Carnevale comincia ad essere oggetto di considerazione e di amicizia in Belgio e in Francia e lì il suo lavoro viene accolto con entusiasmo da operatori che avvertono come, nella superficie spaziale e nel contesto temporale, la sintesi plastica muti con la suggestione di puntuazioni rotatorie psico-ottiche. L’espansione visiva e la tensione cromatica proprie delle opere di Carnevale (che nel frattempo ha trovato nei lavori del belga Pol Bury conferma della giustezza delle proprie intuizioni anche a proposito delle possibilità di trasformazione in senso plastico della dimensione temporale con mezzi elettromeccanici) è molto considerata da operatori, artisti come Asis, Garcia Rossi, Le Parc, Morellet, Yvaral, o critici come Xurriguera, che lo invitano a far parte di quel gruppo di artisti che assicura annualmente la propria alta presenza alle grandi internazionali parigine di Réalités Nouvelles e dei Salons des Grands et Jeunes d’Aujourd’hui. Da quel momento l’attività di Carnevale, che pure in Italia ha sì riconoscimenti, ma parziali e marginali, assume una disponibilità internazionale e i suoi lavori una dislocazione per quei circuiti europei (ma c’è anche, nell’ aprile dell’ ‘82, una prima apparizione newyorkese) che segnano il significativo tragitto spettacolare di una delle tendenze moderne maggiormente impegnate alla ricerca della più completa sintesi interdisciplinare: pittura, scultura, architettura, elettronica convergono con le specifiche intrinseche possibilità formali e comunicative a qualificare la progettazione di uno “spazio” , di un mondo capace di rigettare la deflagrazione primaria dell’istinto e della passionalità incontrollata.

L’Utopia sembra perciò riemergere là dove gli anni ‘10 – ‘20 l’avevano lasciata a noi, col senno di poi, alla luce anche degli esiti post-concettuali e post-moderni, non possiamo proprio mettere fra parentesi quel “miracolo” di significazioni visive che gli anni ‘60 – ‘70 ci ha permesso di individuare come nodali. Del resto lo stesso lavoro di Carnevale, nei suoi sviluppi qui documentati, aveva intravisto il varco oltre cui procedere in una fase ulteriore; una traccia, una testimonianza di quello che avremmo potuto constatare un giorno quale prodotto sviluppato dal suo approccio creativo, dalla articolazione razionalmente conseguente dei suoi interessi per la materia dei contenuti e per quella dell’espressione, sta nelle “osservazioni” sulla complementarietà dei colori successivi alla personale pisana nel ‘77. Le annotazioni di Carnevale – esposte nell’ottobre dell’ ‘87 con un intervento dell’artista al Congresso della Accademia Europea delle Scienze e delle Arti e delle Lettere di Parigi presso la Accademia dei Lincei a Roma – hanno messo in gioco, con i molti aspetti estetici, la stessa natura scientifica dell’ottica sottintendendo una complessità problematica notevole per spessore culturale.

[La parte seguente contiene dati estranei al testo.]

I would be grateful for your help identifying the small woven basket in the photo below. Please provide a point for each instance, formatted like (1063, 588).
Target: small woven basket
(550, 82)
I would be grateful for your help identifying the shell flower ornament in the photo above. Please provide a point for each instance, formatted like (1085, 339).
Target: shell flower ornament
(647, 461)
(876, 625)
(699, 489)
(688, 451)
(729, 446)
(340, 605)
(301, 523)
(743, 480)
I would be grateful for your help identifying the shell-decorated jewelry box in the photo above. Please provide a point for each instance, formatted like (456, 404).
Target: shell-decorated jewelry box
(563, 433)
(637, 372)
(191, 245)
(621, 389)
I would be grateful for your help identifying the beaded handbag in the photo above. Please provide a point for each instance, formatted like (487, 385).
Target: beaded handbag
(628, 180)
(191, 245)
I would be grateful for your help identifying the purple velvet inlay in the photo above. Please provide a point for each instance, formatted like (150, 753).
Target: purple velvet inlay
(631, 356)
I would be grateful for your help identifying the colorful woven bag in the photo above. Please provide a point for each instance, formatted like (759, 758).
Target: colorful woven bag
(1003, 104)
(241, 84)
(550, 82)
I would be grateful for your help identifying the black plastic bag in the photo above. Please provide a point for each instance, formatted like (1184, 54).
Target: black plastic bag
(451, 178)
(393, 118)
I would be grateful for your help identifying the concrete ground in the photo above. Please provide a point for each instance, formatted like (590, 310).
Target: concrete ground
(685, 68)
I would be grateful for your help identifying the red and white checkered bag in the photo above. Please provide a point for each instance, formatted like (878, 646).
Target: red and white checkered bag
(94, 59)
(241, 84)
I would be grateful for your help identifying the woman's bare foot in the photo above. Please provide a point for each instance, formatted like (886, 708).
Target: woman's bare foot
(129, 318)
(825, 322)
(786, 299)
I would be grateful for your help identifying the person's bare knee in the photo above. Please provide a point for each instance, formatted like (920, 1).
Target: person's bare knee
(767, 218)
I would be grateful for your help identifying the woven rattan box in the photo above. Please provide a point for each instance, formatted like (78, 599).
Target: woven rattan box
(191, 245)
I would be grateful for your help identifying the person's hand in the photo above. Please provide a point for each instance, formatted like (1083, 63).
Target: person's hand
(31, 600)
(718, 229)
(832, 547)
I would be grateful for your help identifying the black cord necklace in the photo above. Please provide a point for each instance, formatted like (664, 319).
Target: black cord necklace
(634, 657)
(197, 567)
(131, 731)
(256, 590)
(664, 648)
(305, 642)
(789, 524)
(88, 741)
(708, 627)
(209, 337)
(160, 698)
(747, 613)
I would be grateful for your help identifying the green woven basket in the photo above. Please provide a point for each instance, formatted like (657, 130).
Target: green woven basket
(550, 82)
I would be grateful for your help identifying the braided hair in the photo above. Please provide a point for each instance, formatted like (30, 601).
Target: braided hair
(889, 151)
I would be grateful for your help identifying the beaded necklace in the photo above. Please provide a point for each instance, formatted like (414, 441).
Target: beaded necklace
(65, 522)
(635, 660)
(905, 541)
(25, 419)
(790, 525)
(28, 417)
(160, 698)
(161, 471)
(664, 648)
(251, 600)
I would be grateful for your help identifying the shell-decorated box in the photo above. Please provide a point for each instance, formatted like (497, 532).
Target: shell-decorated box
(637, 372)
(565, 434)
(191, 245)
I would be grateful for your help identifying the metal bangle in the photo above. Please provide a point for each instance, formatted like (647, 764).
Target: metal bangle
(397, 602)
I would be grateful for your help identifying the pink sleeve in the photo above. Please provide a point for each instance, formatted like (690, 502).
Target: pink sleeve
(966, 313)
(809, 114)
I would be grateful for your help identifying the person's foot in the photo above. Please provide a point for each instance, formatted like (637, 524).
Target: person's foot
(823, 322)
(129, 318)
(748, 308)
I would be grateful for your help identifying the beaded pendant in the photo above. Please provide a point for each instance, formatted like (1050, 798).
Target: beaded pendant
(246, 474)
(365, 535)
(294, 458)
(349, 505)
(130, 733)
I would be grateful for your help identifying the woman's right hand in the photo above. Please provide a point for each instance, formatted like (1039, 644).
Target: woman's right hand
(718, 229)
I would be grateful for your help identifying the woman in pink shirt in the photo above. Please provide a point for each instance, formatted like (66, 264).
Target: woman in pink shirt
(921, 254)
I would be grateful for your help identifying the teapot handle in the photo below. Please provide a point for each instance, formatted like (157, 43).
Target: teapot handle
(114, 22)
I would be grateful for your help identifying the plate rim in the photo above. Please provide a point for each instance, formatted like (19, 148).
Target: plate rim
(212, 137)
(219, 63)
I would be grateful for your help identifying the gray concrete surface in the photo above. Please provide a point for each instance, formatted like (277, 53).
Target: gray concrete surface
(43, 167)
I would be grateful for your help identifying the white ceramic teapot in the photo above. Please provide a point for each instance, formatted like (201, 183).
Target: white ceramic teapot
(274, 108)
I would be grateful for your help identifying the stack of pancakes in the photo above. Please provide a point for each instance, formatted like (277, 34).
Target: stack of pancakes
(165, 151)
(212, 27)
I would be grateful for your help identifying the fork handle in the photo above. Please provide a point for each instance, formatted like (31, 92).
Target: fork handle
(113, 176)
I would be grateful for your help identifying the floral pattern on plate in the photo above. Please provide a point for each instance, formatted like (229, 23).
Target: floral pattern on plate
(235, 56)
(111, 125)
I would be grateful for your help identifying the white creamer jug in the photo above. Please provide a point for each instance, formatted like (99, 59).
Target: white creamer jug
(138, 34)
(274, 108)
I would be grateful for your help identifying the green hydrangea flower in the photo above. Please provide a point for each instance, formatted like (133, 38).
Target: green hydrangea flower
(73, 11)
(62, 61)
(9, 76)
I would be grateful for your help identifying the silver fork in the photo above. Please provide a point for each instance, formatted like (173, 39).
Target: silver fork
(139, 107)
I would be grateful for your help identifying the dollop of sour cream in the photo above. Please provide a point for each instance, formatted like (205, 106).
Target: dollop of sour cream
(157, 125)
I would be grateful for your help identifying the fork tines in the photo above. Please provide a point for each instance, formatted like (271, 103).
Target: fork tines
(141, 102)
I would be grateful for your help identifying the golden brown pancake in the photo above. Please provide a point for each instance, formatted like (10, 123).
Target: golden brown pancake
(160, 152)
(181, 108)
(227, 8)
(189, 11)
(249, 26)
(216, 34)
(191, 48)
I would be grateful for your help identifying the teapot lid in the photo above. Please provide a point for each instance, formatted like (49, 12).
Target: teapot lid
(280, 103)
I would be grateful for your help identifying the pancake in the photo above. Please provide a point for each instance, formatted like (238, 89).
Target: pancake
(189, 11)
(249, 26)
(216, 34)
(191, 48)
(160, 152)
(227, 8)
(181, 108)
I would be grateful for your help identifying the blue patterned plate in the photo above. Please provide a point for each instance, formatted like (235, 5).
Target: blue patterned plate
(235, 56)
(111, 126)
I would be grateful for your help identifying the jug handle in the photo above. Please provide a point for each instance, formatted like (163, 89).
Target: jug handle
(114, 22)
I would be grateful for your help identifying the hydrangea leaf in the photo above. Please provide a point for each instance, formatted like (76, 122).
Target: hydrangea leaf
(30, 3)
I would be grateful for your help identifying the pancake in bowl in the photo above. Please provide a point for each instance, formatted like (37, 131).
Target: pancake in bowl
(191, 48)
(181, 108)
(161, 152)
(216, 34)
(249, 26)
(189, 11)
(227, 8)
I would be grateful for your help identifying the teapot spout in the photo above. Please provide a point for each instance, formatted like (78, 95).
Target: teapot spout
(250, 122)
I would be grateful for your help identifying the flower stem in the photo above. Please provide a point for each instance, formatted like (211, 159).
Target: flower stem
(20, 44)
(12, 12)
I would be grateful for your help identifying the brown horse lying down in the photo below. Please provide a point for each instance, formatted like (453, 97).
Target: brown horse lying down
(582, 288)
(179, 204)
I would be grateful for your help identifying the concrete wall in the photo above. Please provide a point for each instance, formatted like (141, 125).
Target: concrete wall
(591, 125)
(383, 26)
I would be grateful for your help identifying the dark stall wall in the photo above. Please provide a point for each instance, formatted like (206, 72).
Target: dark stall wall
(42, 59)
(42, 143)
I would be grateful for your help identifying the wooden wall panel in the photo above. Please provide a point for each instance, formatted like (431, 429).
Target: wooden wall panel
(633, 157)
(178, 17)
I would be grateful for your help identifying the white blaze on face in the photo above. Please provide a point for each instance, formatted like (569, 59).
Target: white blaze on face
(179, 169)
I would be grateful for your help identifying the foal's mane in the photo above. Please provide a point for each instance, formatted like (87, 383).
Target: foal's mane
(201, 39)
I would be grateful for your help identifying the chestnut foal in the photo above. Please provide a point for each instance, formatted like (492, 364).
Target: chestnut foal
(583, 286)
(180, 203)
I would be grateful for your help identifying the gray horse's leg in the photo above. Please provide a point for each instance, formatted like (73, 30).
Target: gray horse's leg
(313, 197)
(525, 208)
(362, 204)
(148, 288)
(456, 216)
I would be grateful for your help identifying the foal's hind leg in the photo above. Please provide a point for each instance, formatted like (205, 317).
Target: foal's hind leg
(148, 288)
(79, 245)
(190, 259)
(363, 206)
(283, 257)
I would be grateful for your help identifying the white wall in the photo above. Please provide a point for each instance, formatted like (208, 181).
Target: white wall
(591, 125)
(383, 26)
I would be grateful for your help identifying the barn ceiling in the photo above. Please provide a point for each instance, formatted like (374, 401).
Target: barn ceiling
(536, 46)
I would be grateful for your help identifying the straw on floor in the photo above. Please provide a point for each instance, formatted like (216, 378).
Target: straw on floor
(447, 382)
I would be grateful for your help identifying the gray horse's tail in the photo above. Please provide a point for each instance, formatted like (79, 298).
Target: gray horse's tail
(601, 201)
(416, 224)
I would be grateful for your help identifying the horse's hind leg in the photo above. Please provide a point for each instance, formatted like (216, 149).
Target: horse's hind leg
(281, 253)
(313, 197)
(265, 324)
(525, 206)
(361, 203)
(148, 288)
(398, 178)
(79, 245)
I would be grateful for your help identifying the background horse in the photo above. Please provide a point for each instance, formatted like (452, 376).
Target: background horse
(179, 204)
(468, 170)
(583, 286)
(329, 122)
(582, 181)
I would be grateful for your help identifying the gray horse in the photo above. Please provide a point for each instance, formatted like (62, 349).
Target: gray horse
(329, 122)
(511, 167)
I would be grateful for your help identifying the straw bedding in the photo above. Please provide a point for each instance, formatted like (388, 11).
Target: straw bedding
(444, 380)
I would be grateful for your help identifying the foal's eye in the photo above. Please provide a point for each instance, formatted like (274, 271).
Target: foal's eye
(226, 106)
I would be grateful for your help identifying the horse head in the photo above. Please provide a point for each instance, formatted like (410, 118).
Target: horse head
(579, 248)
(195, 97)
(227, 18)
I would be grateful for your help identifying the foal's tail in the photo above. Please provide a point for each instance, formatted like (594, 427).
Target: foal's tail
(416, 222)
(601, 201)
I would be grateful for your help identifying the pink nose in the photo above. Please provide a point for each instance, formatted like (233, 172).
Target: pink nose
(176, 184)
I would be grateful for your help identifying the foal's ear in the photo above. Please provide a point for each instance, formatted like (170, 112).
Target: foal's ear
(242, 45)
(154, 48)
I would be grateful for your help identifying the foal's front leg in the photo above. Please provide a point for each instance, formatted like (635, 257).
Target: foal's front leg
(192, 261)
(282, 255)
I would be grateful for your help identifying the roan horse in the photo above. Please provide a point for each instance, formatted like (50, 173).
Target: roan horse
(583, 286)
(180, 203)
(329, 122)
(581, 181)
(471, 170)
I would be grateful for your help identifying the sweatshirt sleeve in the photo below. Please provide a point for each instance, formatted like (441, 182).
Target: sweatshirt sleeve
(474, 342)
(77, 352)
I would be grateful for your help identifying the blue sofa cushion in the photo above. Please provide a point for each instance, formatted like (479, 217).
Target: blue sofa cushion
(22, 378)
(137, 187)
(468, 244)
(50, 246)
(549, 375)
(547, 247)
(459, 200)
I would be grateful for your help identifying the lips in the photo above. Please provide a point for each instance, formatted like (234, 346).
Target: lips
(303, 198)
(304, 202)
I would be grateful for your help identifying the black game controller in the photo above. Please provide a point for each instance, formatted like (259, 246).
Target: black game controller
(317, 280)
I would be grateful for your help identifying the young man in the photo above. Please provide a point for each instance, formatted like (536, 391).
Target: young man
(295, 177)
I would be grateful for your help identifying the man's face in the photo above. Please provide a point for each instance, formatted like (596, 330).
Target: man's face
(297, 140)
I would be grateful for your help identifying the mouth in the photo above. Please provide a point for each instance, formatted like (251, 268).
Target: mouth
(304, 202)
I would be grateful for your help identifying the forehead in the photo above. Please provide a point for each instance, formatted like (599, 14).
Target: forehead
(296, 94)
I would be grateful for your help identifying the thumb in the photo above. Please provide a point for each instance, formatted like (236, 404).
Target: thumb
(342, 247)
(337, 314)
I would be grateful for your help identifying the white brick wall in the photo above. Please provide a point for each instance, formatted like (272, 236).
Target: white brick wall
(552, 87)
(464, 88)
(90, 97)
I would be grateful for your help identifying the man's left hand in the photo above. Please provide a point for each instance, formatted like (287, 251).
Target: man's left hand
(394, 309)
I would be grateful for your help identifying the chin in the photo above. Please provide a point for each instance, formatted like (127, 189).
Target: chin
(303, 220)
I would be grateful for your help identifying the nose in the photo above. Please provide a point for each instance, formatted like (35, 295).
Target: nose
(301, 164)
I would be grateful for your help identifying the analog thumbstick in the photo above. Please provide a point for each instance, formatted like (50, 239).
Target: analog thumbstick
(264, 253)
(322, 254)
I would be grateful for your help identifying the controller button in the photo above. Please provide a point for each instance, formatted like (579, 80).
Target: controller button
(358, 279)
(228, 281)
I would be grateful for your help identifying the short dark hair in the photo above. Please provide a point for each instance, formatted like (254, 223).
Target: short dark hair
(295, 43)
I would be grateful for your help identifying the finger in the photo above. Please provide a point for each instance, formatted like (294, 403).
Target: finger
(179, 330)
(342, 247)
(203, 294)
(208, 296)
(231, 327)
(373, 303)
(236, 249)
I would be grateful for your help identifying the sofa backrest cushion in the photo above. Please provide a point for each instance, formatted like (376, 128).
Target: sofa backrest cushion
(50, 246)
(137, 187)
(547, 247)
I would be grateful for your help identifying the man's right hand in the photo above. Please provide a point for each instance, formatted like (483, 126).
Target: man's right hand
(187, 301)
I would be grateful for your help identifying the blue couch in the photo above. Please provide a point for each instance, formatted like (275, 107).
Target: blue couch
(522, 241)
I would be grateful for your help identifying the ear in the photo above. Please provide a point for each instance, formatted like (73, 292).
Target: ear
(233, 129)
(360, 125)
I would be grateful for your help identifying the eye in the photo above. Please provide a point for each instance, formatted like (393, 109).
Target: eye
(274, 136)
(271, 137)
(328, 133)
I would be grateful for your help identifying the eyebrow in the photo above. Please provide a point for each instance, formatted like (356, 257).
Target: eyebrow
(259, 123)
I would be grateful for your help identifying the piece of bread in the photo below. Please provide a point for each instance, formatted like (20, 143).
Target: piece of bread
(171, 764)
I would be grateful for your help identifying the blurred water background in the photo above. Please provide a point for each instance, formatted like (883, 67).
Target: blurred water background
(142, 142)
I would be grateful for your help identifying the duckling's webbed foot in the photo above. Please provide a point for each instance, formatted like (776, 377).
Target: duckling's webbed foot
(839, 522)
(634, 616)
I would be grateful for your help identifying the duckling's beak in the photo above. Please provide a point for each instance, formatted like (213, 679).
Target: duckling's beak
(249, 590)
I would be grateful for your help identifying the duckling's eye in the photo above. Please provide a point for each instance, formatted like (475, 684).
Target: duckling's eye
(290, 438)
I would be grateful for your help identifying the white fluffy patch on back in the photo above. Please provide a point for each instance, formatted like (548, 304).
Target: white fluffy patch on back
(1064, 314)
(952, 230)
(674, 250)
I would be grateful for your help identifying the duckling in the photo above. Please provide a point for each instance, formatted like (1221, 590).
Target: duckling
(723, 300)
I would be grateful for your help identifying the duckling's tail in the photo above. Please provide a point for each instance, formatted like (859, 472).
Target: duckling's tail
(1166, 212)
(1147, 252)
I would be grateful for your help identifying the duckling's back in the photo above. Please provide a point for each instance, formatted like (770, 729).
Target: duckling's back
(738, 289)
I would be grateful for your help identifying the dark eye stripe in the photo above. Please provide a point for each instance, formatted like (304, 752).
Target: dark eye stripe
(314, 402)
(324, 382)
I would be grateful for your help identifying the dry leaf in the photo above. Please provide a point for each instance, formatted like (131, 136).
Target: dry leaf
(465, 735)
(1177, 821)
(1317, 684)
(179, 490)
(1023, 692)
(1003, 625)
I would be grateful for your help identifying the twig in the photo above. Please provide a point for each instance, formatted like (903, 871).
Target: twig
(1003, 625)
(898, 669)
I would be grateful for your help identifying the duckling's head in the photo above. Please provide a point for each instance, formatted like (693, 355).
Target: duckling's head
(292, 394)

È la stessa fisiologia della percezione a essere chiamata in causa e si tratta quindi di capire di quali emergenze e di quali problemi sia in fondo coinvolta l’operatività artistica quando i suoi procedimenti formali giungono all’intuizione di possibilità strutturali ed espressive nuove.

I testi, stesi per la circostanza, anche dallo stesso Carnevale e quelli degli studiosi e degli amici che l’hanno affiancato sostenendone le convinzioni sono e restano qui raccolti la miglior testimonianza della presenza di una identità artistica e culturale protagonista, quale è stata la sua e il cui senso di durata è confermata dalla presenza del suo lavoro all’importante Museo di Chollet (Francia).